Background: The long-acting anticholinergic (LAMA) aclidinium was approved in Europe in 2012 to relieve symptoms in adults with chronic obstructive pulmonary disease (COPD). A Post-Authorisation Safety Study (PASS) was initiated to assess potential cardiovascular safety concerns for aclidinium.
Objective: To estimate the adjusted incidence rate ratio (IRR) for hospitalisation for heart failure in patients with COPD who were new users of aclidinium, tiotropium, other LAMA, long-acting beta-agonists/inhaled corticosteroids (LABA/ICS), and LAMA/LABA were compared with initiators of LABA.

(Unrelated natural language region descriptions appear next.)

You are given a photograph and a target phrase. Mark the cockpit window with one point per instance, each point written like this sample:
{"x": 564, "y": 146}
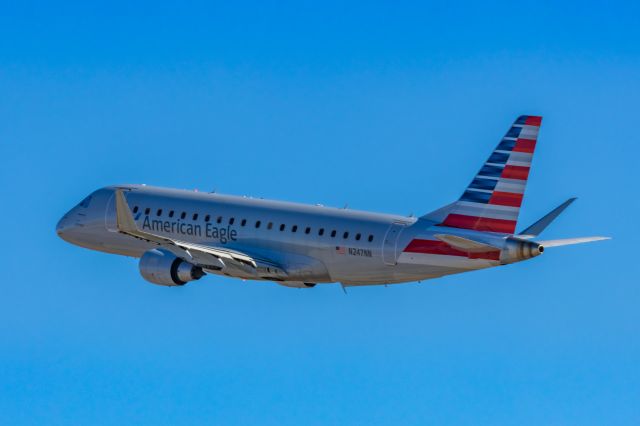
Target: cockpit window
{"x": 85, "y": 203}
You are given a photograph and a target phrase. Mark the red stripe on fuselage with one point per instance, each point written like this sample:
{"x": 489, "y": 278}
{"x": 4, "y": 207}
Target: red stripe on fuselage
{"x": 442, "y": 248}
{"x": 480, "y": 223}
{"x": 506, "y": 199}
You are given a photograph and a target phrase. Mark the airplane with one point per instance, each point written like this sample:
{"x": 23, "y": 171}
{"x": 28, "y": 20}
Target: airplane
{"x": 180, "y": 235}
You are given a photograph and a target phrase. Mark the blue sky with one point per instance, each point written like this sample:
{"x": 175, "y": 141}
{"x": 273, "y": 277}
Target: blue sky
{"x": 383, "y": 106}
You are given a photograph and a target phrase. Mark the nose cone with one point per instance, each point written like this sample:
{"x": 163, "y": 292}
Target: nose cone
{"x": 64, "y": 228}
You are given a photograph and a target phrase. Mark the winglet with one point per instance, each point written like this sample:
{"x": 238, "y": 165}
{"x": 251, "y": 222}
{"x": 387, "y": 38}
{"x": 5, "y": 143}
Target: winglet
{"x": 124, "y": 219}
{"x": 537, "y": 228}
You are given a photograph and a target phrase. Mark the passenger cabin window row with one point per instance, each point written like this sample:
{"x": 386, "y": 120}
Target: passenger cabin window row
{"x": 243, "y": 222}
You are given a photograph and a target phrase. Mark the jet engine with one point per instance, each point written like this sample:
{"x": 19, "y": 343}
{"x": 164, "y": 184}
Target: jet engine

Methods: This population-based cohort study included patients with COPD aged ≥40 years initiating COPD medications in the Clinical Practice Research Datalink (CPRD) GOLD in the United Kingdom from 2012 to 2017. Medications were identified via general practice prescriptions. The first-ever hospitalisations for heart failure were identified in the Hospital Episode Statistics, and general practitioner records from the CPRD. Poisson regression models were used to estimate the IRR for hospitalisation for heart failure in users of COPD medications versus LABA, adjusting for clinically relevant covariates.

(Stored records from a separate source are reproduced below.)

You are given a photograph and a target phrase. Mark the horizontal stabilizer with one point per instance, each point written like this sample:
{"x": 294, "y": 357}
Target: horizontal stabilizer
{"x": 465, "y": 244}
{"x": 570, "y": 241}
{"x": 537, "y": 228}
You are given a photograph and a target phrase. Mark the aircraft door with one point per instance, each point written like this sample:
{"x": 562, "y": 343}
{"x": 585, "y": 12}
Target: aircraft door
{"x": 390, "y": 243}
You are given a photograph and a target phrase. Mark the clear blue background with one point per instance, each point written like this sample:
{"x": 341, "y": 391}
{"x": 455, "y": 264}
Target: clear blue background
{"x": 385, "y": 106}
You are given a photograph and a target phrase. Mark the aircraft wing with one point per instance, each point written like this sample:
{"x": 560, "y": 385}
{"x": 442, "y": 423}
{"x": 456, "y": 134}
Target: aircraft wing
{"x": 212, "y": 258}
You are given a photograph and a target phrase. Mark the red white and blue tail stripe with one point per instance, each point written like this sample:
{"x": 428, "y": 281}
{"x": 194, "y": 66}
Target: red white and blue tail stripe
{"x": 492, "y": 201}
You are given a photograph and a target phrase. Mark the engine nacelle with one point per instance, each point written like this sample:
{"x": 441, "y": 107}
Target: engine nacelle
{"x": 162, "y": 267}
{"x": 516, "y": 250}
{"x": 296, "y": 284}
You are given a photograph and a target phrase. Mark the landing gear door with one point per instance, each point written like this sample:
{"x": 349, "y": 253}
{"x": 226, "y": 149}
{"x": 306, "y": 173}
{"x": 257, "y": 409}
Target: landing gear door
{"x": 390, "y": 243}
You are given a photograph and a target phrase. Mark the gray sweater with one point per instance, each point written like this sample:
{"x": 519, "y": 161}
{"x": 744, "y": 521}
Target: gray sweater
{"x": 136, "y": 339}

Results: The study included 4350 new users of aclidinium, 23,405 of tiotropium, 6977 of other LAMAs, 3122 of LAMA/LABA, 26,093 of LABA/ICS, and 5678 of LABA. Mean age was 69-70 years across medication groups. Aclidinium users had the highest proportion of severe COPD, and LABA users had the lowest (35% vs 19%, respectively). Crude incidence rates per 1000 person-years for the first-ever hospitalisation for heart failure ranged from 6.9 in LABA to 9.5 in aclidinium. Using LABA as reference, adjusted IRRs (95% confidence interval) for first-ever hospitalisation for heart failure were 0.90 (0.53-1.53) for aclidinium, 1.02 (0.69-1.51) for tiotropium, 0.86 (0.50-1.47) for other LAMAs, 1.09 (0.41-2.92) for LAMA/LABA, and 1.01 (0.69, 1.48) for LABA/ICS.
Conclusion: The study did not find increased risks of hospitalisations for heart failure in new users of aclidinium, tiotropium, other LAMAs, LAMA/LABA, and LABA/ICS compared with LABA.